Knowledge is a lot like blocks—lessons stack together, each dependent on the last. And we find that the more blocks we have, the better we get at building. So this month, we’re sharing a collection of docs we’re using to organize and centralize our learning moments, at school and beyond.
The Docket is our version of the staff picks shelf at your local bookstore. Every month, we recommend published docs that we’ve personally read, loved, and copied. See past installments
From Christine, Engineering: Managing to-dos (or assignments) often feels like a full-time job. As work, school, and life blur, the challenge isn’t finding a tool to track these things, it’s picking the right one. By using the familiarity of a calendar, this doc gives you the flexibility to manage tasks as color-coded visual cues that can be filtered by priority and progress. Now, your personal to-dos and professional projects are just a tab away.
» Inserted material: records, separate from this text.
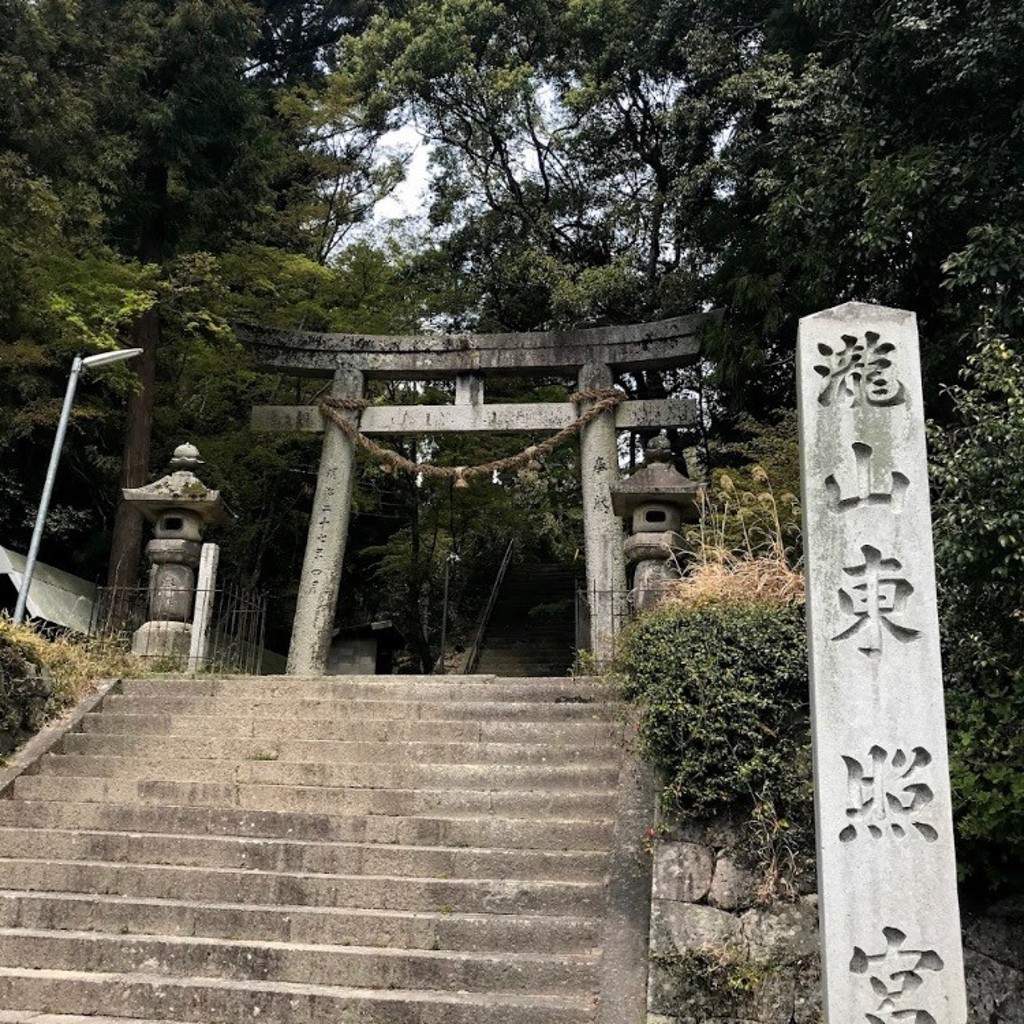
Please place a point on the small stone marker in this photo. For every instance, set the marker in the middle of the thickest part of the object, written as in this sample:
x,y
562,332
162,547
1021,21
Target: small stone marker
x,y
887,876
From Alanna, Customer Success: When I was young, the most exciting part of going back to school was getting my planning agenda and six spiral notebooks—one for each class. Years later when I was a teacher, I noticed something; so much schoolwork was online. And yet, I was still handing out those same paper agendas, telling students to take out their "science notebook," and scratching my head when students struggled to translate digital information to analog tools. The solution? Bring the notebooks and planners into the 21st century. This centralized hub is great for deadline tracking, note-taking, and goals that can grow with your learning journey.
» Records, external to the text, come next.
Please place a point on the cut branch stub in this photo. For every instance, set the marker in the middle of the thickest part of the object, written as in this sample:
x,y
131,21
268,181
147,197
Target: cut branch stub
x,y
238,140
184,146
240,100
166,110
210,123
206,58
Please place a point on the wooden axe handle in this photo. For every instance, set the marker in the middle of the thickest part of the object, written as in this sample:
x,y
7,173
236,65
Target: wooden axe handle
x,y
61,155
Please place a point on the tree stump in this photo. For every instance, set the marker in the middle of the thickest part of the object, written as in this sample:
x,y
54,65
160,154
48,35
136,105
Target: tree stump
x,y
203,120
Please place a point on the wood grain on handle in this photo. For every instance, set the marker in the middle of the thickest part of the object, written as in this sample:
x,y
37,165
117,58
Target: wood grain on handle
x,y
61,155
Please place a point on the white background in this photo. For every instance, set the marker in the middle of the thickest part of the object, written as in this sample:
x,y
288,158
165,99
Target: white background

From erin, Brand: What better place to learn than the library? I’ve always wanted one of my own, the kind with a ladder that glides me from one genre to another. While I’m manifesting that into reality, I’ll gladly build one in Coda with Susan’s doc: a home for the books I’ve read and those I want to read. I can track recommendations, explore new genres, and annotate—without getting in trouble for scribbling in my loaners.
, Director of Teaching and Learning at CUNY’s Graduate School of Journalism
From Bianca, Engineering: I remember syllabi being passed out on the first day of class, only for them to never see the light of day again. Jeremy’s digital syllabus offers teachers an easy way to create a version that will stay relevant through the semester, where students can ask questions, easily find course resources, and get the most updated course content. But the beauty of this doc lies in its scalability; as the course unfolds, teachers can add pages to this doc for new assignments, class activities, or polls. Learning is never one-size-fits-all, and this doc is able to grow with its students.